Only CEO Tim Cook promptly penned “a message to our customers” that tackles everything wrong with this seemingly lawful, innocent and specific request for decrypting the software on a very particular handheld possibly hiding a lot of heinous information.
In a nutshell, the Cupertino-based tech giant’s head honcho claims the data in question is out of the company’s own reach, and it will stay that way, no matter who wants it deciphered. That’s because building a so-called backdoor into this given iPhone or any given iPhone would make it technically possible and worryingly easy for someone with access to the decryption tool to ape its capabilities to all other iPhones in use.
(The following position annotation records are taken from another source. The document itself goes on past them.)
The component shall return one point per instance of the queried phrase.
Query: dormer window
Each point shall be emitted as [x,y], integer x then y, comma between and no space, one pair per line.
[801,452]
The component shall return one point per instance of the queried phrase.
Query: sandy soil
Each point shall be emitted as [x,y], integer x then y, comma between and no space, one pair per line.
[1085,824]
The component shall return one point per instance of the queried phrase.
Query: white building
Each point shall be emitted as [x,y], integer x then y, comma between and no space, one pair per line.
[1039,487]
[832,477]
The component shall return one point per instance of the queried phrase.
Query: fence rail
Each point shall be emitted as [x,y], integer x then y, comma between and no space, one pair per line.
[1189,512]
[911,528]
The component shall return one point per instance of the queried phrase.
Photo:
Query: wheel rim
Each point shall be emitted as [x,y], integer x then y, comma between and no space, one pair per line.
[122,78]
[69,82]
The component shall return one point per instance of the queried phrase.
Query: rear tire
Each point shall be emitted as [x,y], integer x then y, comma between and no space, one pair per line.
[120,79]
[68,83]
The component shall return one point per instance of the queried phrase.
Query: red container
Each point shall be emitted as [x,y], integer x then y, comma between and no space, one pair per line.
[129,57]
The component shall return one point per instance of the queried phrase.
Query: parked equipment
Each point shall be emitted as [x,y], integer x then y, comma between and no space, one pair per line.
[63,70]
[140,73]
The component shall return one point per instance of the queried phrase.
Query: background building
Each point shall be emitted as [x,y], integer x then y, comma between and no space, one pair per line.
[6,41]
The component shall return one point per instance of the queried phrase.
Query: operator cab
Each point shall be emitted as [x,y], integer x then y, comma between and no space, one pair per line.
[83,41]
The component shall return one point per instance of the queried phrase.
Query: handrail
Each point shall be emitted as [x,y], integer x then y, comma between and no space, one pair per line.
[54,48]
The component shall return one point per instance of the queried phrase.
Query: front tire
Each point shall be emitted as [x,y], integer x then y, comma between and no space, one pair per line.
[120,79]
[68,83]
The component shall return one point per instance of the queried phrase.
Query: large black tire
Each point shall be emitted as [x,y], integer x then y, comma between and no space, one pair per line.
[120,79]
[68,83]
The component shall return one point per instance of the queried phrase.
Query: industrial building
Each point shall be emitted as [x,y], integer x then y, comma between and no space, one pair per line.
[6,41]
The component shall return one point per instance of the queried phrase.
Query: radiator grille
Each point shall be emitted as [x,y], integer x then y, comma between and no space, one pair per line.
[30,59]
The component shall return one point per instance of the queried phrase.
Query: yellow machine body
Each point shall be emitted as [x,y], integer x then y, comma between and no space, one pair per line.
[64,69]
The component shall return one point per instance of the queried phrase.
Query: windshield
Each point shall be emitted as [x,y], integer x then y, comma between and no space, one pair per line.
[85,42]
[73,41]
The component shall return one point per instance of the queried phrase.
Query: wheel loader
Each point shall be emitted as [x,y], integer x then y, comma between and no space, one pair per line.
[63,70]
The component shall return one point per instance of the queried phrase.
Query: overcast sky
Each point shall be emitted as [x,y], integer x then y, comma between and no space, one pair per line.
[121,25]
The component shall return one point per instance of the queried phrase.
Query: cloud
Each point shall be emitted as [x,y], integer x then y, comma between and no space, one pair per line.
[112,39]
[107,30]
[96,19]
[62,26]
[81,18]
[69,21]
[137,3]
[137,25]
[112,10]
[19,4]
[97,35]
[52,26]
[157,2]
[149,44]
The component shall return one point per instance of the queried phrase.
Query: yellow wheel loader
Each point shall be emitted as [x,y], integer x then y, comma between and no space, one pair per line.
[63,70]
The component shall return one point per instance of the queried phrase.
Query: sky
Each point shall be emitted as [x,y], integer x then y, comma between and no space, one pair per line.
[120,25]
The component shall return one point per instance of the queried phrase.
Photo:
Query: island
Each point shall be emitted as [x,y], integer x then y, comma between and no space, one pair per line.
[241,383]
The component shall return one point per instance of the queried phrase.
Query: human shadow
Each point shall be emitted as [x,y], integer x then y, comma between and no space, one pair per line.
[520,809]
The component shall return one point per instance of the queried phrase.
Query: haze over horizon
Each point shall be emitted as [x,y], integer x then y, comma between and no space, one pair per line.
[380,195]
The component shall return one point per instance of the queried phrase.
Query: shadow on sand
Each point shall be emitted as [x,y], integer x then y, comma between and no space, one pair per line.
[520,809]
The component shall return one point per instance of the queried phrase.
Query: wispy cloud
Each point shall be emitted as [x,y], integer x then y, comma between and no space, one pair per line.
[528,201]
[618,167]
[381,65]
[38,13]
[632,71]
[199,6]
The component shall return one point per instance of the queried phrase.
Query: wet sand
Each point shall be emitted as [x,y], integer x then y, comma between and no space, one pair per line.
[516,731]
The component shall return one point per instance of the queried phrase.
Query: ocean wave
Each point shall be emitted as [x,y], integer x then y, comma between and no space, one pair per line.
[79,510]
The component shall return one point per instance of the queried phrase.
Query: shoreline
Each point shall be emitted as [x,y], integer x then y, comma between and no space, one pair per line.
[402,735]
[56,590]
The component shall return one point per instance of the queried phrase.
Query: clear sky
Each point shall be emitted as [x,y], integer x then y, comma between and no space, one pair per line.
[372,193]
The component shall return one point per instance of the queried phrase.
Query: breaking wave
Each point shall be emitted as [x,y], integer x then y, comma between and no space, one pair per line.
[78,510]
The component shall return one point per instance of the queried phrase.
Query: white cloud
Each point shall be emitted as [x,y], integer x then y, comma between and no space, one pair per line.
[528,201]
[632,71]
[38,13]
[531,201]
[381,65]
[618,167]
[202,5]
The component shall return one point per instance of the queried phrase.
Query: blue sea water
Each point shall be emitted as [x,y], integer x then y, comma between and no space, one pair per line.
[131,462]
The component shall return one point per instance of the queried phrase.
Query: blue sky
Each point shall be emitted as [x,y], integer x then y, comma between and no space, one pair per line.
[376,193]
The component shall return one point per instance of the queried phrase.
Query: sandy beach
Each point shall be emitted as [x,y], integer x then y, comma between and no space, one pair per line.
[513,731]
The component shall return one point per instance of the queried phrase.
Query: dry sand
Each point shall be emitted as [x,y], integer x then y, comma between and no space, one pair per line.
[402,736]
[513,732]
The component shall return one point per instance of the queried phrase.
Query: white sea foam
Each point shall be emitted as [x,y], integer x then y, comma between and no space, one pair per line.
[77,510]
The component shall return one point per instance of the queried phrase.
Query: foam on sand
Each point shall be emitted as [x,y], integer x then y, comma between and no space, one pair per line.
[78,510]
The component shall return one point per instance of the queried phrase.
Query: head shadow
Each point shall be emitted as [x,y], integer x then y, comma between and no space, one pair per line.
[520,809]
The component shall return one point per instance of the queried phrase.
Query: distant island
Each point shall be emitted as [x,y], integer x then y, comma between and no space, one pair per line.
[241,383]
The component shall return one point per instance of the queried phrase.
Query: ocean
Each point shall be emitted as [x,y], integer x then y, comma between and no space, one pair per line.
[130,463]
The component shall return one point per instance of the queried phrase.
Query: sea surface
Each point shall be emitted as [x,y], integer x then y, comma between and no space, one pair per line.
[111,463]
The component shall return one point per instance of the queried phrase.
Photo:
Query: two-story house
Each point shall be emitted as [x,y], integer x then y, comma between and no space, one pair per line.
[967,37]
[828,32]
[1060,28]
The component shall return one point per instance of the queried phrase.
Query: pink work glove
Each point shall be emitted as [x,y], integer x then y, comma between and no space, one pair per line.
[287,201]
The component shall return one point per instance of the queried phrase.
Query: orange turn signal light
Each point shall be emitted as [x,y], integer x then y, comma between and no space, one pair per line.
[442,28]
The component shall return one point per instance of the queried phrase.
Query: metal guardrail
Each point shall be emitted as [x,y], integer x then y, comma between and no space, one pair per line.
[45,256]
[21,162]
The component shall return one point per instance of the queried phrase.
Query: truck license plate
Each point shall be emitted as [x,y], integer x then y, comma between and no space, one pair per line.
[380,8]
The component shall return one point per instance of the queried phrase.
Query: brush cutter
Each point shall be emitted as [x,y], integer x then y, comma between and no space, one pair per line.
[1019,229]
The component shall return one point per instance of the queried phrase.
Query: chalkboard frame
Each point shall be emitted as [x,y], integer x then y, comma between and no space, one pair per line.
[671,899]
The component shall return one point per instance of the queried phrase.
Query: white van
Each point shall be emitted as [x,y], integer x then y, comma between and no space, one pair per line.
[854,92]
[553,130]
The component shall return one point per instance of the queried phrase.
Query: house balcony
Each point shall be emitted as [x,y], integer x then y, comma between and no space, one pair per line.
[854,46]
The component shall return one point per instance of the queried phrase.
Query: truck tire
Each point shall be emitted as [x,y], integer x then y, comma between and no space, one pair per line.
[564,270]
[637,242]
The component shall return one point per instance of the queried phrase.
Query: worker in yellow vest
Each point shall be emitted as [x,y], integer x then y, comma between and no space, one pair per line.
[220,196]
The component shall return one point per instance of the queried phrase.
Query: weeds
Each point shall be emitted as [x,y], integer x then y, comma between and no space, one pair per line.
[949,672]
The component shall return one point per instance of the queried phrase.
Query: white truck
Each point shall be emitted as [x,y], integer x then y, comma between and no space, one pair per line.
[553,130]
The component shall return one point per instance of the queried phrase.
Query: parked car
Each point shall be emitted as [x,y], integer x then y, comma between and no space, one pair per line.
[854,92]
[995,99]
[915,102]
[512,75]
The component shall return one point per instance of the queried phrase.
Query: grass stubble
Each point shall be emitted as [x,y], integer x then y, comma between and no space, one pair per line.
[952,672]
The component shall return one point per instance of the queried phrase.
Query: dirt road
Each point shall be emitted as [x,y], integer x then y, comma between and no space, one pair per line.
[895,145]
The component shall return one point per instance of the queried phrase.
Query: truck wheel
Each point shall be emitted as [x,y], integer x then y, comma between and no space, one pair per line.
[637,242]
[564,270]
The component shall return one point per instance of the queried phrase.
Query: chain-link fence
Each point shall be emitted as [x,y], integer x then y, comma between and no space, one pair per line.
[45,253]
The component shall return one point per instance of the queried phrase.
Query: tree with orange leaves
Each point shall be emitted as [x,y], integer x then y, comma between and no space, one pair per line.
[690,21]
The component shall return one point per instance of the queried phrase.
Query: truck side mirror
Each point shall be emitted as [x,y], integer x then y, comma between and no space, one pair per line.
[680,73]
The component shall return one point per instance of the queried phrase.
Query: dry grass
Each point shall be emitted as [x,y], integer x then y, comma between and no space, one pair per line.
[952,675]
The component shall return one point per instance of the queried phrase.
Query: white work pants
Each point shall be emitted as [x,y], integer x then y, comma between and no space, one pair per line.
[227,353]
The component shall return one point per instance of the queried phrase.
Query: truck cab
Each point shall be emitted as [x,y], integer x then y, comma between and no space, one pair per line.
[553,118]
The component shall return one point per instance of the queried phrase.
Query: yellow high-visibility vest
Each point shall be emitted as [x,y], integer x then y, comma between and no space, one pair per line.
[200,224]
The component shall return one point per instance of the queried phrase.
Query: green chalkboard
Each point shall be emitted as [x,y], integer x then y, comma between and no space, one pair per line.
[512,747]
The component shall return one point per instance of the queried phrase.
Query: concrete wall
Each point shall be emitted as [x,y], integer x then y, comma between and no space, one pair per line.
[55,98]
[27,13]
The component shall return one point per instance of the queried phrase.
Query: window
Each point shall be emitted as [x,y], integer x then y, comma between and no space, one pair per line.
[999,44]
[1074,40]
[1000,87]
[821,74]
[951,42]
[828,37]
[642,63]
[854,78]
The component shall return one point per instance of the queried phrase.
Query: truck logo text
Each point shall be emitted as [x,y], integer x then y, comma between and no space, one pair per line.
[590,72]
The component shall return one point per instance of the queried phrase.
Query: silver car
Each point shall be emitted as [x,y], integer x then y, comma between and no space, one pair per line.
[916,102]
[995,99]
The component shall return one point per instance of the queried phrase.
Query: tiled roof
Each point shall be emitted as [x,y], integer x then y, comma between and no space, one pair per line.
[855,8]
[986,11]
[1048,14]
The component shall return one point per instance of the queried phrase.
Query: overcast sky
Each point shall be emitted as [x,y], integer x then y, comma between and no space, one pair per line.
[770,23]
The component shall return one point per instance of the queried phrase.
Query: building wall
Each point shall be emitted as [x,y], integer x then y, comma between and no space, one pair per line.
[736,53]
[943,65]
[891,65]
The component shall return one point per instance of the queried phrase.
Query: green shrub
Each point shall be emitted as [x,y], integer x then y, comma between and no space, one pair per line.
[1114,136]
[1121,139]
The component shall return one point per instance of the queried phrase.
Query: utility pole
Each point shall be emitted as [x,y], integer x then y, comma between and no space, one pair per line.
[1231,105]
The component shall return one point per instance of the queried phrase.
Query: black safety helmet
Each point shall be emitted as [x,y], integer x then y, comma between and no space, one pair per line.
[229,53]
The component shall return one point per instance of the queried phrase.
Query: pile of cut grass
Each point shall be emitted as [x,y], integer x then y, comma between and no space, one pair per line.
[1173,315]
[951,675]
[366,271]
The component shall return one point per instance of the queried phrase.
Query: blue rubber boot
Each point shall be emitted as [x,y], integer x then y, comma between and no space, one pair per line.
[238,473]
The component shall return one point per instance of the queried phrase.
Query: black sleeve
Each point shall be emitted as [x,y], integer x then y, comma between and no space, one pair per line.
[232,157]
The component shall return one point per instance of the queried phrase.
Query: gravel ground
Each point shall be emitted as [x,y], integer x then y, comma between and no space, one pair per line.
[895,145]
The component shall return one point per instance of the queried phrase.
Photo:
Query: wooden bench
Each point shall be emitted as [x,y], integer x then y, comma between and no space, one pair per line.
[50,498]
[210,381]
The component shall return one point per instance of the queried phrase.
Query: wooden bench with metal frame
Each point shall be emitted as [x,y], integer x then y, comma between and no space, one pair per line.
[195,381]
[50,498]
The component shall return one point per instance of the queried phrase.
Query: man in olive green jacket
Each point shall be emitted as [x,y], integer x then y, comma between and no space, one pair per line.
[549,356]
Cook takes the time to underline such software “does not exist today”, and it’d be “too dangerous to create”, as it’d circumvent “several important security features.” Basically, it’d be the physical-world equivalent of a “master key, capable of opening hundreds of millions of locks – from restaurants and banks to stores and homes.”
Apple says it’s “worked hard to support the government’s efforts to solve the horrible” San Bernardino crime, and it will continue to do so within reasonable limits, complying with “valid subpoenas and search warrants.”
Guess the FBI’s been served now, though it remains to be seen what kind of legal repercussions might Apple’s unyielding encryption policies produce.